I am a multimodal linguist and Senior Lecturer in the Department of Applied Information Technology at the University of Gothenburg, Sweden. I am also affiliated to the Faculty of Linguistics and Literary Sciences at the University of Bremen, Germany. My area of research focuses on using multimodal discourse and empirical methods to investigate narrative strategies, interpretation and impact across audiovisual, graphic and digital media. 

I completed my PhD in Applied Linguistics at the University of Bremen. I also have an MA in Language and Communication Research from Cardiff University (U.K.), an MA in Translation Studies from University of Bath, U.K. and a BA in English Linguistics and Literature from National Chung Cheng University, Taiwan.

I specialise in developing and empirically investigating discourse methods for analysing visual and audiovisual text structures and contents, particularly the methods for multimodal cohesion and coherence, events actions, narrative impact, narrative time and space. 

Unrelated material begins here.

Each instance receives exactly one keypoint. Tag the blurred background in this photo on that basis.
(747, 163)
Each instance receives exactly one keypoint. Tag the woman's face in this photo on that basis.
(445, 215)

Currently, I am applying these methods in a research project on children's understanding of transmedia narratives (with Dr. Emilia DjonovMacquarie University) and in an interdisciplinary project FakeNarrative, which is on semi-automatic detection of narrative strategies and disinformation in online news videos. 

Apart from the current research focuses, I have published papers on applying these methods to addressing a wide variety of socio-cultural and stylistic issues such as persuasion and manipulation of (audio)visual narratives, digital communication in serious games, online news, complex/non-linear film narratives, characters' developments, genre comparison, authorship, screen violence, transmedia adaptation, children's narrative interpretation and learning.

I have also been working with scholars from the various disciplines such as computer science, psychology, education, cultural studies, ethnography, media aesthetics. I specialise in combining multimodal discourse analysis with empirical approaches such as eye-tracking experiments, automatic audio-visual detection in computer science, fMRI in neuroscience.